قَالَ ابْنُ شِهَابٍ وَأَخْبَرَنِي خَارِجَةُ بْنُ زَيْدِ بْنِ ثَابِتٍ، سَمِعَ زَيْدَ بْنَ ثَابِتٍ، قَالَ فَقَدْتُ آيَةً مِنَ الأَحْزَابِ حِينَ نَسَخْنَا الْمُصْحَفَ قَدْ كُنْتُ أَسْمَعُ رَسُولَ اللَّهِ صلى الله عليه وسلم يَقْرَأُ بِهَا فَالْتَمَسْنَاهَا فَوَجَدْنَاهَا مَعَ خُزَيْمَةَ بْنِ ثَابِتٍ الأَنْصَارِيِّ ‏{‏مِنَ الْمُؤْمِنِينَ رِجَالٌ صَدَقُوا مَا عَاهَدُوا اللَّهَ عَلَيْهِ‏}‏ فَأَلْحَقْنَاهَا فِي سُورَتِهَا فِي الْمُصْحَفِ‏.‏

Zaid bin Thabit added, “A verse from Surat Ahzab was missed by me when we copied the Qur’an and I used to hear Allah’s Messenger (ﷺ) reciting it. So we searched for it and found it with Khuza`ima bin Thabit Al-Ansari. (That Verse was): ‘Among the Believers are men who have been true in their covenant with Allah.’ (33.23)

Sahih al-Bukhari 4988
https://sunnah.com/bukhari:4988

This attests to a copy where a verse was missing, even though the copyist had actually heard Mohammed himself say that verse.  And, far from having memorised it, he had to search until he found someone who had written it down.

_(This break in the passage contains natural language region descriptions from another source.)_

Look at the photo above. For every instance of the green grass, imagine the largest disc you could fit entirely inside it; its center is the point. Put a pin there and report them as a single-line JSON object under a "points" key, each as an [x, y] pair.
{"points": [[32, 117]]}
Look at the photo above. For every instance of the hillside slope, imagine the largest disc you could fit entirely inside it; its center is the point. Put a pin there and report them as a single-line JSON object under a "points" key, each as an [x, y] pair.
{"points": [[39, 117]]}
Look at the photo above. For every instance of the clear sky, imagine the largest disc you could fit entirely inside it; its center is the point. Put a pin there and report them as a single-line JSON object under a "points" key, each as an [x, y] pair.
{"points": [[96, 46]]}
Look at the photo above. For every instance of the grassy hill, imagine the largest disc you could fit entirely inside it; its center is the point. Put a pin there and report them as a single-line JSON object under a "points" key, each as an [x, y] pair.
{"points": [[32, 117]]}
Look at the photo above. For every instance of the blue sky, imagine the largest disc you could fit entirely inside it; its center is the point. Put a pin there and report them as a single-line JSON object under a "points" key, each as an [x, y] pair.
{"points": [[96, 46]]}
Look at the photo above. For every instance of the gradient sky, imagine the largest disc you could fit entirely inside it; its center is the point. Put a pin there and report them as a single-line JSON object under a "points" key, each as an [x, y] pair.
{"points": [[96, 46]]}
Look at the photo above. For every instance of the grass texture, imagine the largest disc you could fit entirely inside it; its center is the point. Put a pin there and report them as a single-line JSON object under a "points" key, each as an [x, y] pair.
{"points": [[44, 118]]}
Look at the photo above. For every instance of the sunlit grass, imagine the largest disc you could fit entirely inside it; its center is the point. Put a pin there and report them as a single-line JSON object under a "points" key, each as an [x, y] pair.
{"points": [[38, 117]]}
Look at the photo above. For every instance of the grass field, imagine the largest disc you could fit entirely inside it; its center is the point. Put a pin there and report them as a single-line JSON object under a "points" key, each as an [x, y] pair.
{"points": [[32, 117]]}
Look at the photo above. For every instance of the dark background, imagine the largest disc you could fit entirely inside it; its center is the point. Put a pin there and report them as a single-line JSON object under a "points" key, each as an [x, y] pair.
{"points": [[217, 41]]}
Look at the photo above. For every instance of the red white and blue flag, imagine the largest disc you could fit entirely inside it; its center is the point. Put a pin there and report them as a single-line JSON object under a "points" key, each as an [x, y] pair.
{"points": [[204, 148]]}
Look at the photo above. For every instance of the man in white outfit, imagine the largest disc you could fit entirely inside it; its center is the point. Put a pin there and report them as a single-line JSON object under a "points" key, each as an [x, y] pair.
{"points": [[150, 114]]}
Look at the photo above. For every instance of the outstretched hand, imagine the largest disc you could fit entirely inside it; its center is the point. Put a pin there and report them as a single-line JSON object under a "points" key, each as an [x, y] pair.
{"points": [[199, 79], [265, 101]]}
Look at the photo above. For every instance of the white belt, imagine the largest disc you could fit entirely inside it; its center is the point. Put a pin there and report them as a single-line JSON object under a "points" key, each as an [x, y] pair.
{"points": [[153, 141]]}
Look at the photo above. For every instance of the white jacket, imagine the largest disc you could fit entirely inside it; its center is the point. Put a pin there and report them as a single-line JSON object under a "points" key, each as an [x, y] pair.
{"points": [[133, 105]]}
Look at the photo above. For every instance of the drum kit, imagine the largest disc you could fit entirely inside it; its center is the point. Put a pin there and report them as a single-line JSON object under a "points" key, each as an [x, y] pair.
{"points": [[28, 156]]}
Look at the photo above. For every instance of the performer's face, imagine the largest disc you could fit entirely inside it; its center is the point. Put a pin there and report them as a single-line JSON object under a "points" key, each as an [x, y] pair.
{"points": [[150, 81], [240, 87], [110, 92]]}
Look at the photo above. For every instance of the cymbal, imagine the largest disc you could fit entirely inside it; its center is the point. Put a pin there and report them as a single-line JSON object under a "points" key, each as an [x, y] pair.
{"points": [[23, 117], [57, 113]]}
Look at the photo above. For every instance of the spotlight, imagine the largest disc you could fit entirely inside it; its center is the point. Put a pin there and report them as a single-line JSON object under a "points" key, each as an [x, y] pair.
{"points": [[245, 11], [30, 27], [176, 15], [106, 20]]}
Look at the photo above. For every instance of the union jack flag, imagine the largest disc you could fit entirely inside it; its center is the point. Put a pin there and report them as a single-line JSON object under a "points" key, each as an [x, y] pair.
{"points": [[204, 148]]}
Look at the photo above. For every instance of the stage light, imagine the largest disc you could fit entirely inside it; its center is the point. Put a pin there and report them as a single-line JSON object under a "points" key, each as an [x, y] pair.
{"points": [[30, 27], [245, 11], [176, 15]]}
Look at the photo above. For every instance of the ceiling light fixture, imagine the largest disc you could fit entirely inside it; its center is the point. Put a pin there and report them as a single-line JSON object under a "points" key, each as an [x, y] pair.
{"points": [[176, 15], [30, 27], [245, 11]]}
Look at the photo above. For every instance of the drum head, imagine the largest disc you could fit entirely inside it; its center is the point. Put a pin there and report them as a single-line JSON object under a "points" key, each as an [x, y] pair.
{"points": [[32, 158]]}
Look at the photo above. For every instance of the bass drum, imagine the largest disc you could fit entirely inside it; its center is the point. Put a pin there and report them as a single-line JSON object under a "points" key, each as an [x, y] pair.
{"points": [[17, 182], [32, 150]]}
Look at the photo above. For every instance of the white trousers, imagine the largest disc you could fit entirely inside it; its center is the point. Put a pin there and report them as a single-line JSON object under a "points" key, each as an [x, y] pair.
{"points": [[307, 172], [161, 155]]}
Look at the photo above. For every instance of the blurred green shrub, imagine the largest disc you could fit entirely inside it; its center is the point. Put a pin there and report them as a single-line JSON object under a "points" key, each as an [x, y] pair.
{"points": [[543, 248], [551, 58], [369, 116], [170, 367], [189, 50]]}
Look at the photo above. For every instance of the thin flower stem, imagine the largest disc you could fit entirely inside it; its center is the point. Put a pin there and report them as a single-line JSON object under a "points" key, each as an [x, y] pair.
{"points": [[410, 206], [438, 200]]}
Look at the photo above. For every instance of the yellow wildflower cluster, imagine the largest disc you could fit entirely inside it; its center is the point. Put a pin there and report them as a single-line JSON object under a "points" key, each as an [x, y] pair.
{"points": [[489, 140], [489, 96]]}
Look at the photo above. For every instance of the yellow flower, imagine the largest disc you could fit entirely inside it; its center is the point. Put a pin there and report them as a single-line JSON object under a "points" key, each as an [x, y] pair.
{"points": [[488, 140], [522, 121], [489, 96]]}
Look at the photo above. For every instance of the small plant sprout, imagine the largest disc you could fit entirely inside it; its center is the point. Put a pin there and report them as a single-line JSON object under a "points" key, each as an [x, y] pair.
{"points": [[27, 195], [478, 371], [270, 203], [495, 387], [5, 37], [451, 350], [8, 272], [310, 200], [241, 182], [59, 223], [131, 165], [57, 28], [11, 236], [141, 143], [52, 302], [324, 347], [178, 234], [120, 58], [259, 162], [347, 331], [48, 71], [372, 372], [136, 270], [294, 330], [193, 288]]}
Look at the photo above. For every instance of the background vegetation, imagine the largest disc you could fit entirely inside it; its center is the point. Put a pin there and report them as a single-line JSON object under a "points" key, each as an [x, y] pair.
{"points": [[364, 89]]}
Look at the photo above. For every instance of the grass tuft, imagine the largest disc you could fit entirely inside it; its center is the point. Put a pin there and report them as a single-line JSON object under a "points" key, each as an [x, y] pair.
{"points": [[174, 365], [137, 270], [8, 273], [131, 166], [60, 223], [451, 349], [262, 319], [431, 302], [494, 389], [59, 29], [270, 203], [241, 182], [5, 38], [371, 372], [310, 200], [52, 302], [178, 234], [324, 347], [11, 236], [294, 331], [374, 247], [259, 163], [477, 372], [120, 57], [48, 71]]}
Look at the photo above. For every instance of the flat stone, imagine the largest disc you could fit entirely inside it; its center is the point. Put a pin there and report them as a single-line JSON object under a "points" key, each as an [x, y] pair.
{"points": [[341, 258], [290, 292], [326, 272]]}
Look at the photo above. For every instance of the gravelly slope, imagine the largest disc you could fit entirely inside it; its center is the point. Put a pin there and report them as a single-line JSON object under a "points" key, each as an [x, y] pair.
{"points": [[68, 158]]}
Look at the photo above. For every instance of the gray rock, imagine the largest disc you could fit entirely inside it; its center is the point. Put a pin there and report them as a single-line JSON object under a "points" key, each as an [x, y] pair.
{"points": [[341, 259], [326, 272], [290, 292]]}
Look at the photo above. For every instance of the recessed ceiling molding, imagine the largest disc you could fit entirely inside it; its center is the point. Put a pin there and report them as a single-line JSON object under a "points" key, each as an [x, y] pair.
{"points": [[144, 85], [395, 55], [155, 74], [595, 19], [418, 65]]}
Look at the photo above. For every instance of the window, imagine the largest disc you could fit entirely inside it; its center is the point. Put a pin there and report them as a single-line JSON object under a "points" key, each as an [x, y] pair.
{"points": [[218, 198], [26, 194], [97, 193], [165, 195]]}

None of this is actually surprising. Even if we were Muslim, and accepted that the Koran was from Allah, the fact is that it did not fall from heaven on gold plates, or whatever, but involved a human being giving utterance to it in a local Arab dialect and being copied down by other human beings.  The laborious efforts to make sure that it was indeed as Mohammed uttered it also testify to human activity, and, inevitably, some kinds of human error.  Muslims believe that these efforts were successful, and that the text today is an exact copy of the text as dictated by Mohammed.

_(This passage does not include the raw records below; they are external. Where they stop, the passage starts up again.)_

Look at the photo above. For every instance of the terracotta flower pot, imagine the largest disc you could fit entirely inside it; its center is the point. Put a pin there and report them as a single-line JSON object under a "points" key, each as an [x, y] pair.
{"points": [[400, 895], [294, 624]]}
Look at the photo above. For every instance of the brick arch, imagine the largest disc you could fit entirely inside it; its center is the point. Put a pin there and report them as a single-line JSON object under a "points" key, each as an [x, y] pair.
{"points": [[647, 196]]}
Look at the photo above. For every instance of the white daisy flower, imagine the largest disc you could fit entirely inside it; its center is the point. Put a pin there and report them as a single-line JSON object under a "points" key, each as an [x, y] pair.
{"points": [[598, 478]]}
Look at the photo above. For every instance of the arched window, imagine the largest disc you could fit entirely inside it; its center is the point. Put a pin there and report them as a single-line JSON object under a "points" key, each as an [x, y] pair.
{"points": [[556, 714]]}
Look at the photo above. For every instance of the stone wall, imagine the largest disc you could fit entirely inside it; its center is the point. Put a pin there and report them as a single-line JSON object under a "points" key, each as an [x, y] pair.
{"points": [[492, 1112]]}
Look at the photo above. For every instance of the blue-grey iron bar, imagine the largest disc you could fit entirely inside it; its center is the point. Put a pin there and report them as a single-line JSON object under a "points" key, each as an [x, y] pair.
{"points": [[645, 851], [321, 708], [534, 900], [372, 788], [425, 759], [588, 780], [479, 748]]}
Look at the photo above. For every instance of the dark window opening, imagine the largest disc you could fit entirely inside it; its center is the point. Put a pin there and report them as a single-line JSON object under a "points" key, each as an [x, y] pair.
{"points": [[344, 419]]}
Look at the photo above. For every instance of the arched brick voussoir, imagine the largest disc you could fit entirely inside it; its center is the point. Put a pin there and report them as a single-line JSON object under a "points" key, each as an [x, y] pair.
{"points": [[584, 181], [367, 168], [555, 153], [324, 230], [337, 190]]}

Non-Muslims need not believe this.  The Hadith suggests strongly that the process was far more haphazard than the bots would like us to believe.   It also suggests strongly that claims to memorisation at this period are false.  We may also note that Muslims display no interest in actually finding out by collation whether extant manuscripts copies of the Koran – and indeed printed copies – are actually exactly the same.

But we need not labour this point, except in response to those who deploy it in order to rubbish the bible.  There is nothing of significance here.  For all practical purposes, it seems likely that the Koran does indeed contain the mission statement of Mohammed and his earliest followers.